For bassist William Parker and his life partner, Patricia Nicholson Parker, all music has a social function, that starts with consciousness raising and community building. Together with essential collaborator Hamid Drake on drums and percussion, they offered "The Sky Is Trembling," a piece incorporating poetry and dance by Nicholson with music. Nicholson, half her face painted sky blue, began with a warning: "The sky is trembling. The earth beneath our feet no longer solid. Never was. Never will be." Drake, his drums shrouded in cloth, summoned earthquake sounds while Parker bowed tremors from his bass. The mood lightened when Parker took up the ngoni, a harp-like instrument from the Sahel, to pluck gentle arpeggios. "The sky has been falling for some time now," Nicholson intoned, "but there are sky catchers whose brushes are made of light" at which a blast from Parker's double-reed shenai arrived like lightning.

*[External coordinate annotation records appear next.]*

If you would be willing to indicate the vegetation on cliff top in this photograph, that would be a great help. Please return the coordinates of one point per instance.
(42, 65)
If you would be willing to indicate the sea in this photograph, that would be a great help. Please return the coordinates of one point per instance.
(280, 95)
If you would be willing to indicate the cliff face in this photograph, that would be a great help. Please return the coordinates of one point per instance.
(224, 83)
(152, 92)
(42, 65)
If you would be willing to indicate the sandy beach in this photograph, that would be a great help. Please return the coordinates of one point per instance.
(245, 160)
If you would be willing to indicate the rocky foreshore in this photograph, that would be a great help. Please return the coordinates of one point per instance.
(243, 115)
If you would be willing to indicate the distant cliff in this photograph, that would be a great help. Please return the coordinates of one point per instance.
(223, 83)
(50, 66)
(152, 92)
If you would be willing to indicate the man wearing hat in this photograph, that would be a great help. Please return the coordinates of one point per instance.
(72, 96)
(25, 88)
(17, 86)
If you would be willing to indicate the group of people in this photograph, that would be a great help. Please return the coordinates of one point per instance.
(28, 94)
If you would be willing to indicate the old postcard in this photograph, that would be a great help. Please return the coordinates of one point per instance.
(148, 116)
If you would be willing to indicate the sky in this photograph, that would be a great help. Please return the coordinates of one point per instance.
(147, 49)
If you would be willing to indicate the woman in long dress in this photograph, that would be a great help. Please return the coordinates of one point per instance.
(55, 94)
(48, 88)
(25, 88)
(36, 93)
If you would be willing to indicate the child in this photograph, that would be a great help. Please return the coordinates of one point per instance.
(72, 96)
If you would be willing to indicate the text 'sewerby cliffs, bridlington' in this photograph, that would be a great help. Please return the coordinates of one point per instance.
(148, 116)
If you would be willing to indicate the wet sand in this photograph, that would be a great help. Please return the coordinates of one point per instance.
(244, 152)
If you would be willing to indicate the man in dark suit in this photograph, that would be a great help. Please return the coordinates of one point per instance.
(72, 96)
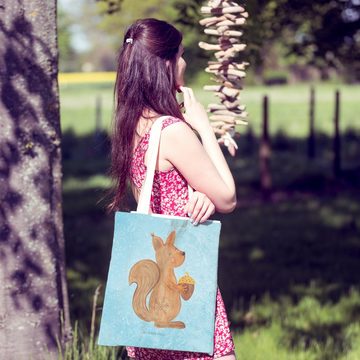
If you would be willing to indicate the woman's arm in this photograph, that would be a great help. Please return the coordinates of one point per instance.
(203, 166)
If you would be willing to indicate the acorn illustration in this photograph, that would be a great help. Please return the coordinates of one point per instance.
(190, 282)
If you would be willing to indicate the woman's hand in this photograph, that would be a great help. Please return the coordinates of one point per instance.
(199, 207)
(195, 113)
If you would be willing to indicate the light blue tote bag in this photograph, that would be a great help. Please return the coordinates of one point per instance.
(162, 281)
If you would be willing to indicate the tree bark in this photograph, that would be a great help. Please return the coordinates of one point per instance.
(34, 312)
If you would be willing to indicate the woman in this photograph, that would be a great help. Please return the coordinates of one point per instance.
(150, 71)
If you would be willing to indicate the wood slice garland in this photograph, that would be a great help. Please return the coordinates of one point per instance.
(224, 15)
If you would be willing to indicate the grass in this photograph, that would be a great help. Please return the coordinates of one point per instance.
(288, 269)
(288, 107)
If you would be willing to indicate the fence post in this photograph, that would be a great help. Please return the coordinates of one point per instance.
(311, 139)
(337, 144)
(98, 107)
(264, 153)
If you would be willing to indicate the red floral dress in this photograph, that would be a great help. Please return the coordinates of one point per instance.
(169, 195)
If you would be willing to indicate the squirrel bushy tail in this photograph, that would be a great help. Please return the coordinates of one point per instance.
(145, 274)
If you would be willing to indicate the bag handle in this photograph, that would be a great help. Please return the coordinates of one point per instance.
(153, 149)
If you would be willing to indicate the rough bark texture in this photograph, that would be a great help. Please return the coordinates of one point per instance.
(33, 293)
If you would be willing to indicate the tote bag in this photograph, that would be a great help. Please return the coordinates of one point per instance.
(162, 280)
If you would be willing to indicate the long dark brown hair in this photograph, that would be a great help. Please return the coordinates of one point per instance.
(143, 82)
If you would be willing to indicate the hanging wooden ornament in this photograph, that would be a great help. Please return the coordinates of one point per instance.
(223, 22)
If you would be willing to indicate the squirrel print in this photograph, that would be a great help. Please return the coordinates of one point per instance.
(158, 278)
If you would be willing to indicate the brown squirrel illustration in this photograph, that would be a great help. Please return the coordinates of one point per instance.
(158, 278)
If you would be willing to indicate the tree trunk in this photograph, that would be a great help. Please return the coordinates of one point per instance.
(33, 294)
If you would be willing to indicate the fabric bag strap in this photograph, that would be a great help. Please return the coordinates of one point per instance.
(153, 149)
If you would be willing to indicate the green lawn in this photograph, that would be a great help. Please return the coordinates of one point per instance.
(289, 107)
(288, 269)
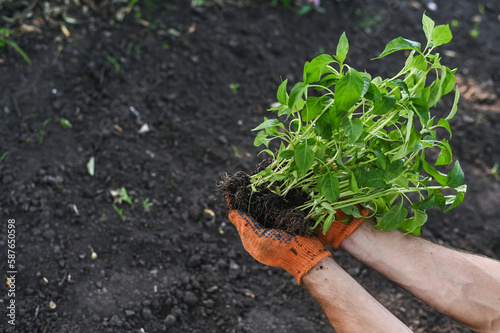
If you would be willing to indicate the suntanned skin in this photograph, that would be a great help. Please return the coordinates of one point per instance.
(347, 305)
(463, 286)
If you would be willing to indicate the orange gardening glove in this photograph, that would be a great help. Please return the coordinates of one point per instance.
(339, 230)
(272, 247)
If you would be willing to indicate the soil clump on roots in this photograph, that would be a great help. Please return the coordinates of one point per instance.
(268, 208)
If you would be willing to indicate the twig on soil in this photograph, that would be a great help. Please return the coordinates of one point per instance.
(16, 105)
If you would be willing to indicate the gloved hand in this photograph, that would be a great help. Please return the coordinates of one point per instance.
(272, 247)
(339, 230)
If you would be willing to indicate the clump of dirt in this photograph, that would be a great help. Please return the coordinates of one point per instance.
(271, 210)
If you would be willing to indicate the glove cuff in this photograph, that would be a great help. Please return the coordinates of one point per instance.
(307, 252)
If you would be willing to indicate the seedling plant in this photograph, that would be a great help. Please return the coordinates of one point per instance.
(351, 139)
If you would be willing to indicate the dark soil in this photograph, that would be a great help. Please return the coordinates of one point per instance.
(271, 210)
(180, 266)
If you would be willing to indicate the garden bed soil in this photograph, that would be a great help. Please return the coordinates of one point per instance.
(179, 266)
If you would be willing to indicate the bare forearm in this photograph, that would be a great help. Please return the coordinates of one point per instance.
(463, 286)
(347, 305)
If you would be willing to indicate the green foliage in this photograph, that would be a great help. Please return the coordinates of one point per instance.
(4, 155)
(349, 139)
(234, 87)
(4, 40)
(146, 205)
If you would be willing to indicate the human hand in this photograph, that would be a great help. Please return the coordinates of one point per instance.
(295, 254)
(339, 230)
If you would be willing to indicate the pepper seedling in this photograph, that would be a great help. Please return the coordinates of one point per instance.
(352, 139)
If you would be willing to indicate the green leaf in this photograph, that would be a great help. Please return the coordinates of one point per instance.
(91, 166)
(440, 199)
(394, 170)
(353, 129)
(323, 127)
(327, 81)
(353, 184)
(268, 123)
(261, 138)
(328, 222)
(399, 44)
(316, 68)
(428, 25)
(419, 62)
(373, 93)
(304, 158)
(335, 118)
(381, 159)
(384, 105)
(401, 84)
(456, 176)
(435, 92)
(353, 211)
(366, 85)
(348, 90)
(296, 95)
(422, 110)
(281, 94)
(438, 176)
(286, 154)
(329, 186)
(413, 225)
(442, 35)
(392, 219)
(427, 203)
(458, 200)
(445, 156)
(375, 179)
(342, 48)
(455, 105)
(445, 124)
(449, 80)
(314, 106)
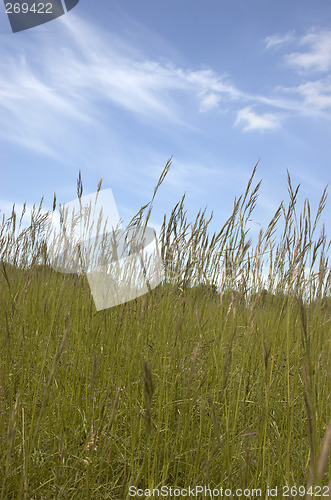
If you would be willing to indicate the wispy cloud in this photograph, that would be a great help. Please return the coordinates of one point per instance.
(277, 40)
(315, 54)
(250, 120)
(315, 96)
(43, 98)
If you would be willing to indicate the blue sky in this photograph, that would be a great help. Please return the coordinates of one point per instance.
(116, 87)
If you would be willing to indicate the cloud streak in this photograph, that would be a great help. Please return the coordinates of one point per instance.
(250, 120)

The barefoot Drake, from whom rhythm flows as easily as breath, switched to frame drum and sang, "Love is here to stay" as Parker responded with "Death has died today." In its incantatory power and ritual-like form, "The Sky Is Trembling" brought the collective spirit of New York's Vision Festival (founded by Nicholson) to the Atrium Theater.

Tyshawn Sorey is the man of the moment in creative music. On the Venn diagram showing where composition and improvisation, jazz and concert music meet, Sorey would tower at the center, the embodiment of festival curator Harry Bernstein's programming philosophy for Other Minds this year. The breadth of Sorey's work in the past year alone is stupefying: major jazz releases, the premieres of two significant concertos and an appointment to the composition faculty at the University of Pennsylvania. If he were to release a polka record next week, it would surprise no one, and it would probably be great. Yet no matter the setting, Sorey's singular musical personality blazes brightly. On this night his chosen role, power drummer, was familiar even as the setting of a duo with King Britt, a Philadelphia-born composer, producer, DJ, electronic musician and professor was novel. Britt's electronic pulses, washes and drones stretched a canvas on which Sorey created action-painting live rhythms. Sorey is a big man, and his cymbal crashes and snare-drum thwacks had a pummeling physicality. His kick drum detonations landed with such force that he had to pull the drum back to his foot several times. On one level this was classic punch-and-roll funk drumming, as monumental and relentless as anything laid down by Dennis Chambers or late-period Tony Williams. But there was something far subtler going on here: the superimposition of cycles of rhythm. This was easy to miss as waves of sound crashed into a listener's consciousness. Like "The Rite of Spring," Tyshawn & King (also the title of their new recording) summoned in a concert setting the transcending ecstasy of the dance floor, dissolving the boundary between the body and the mind.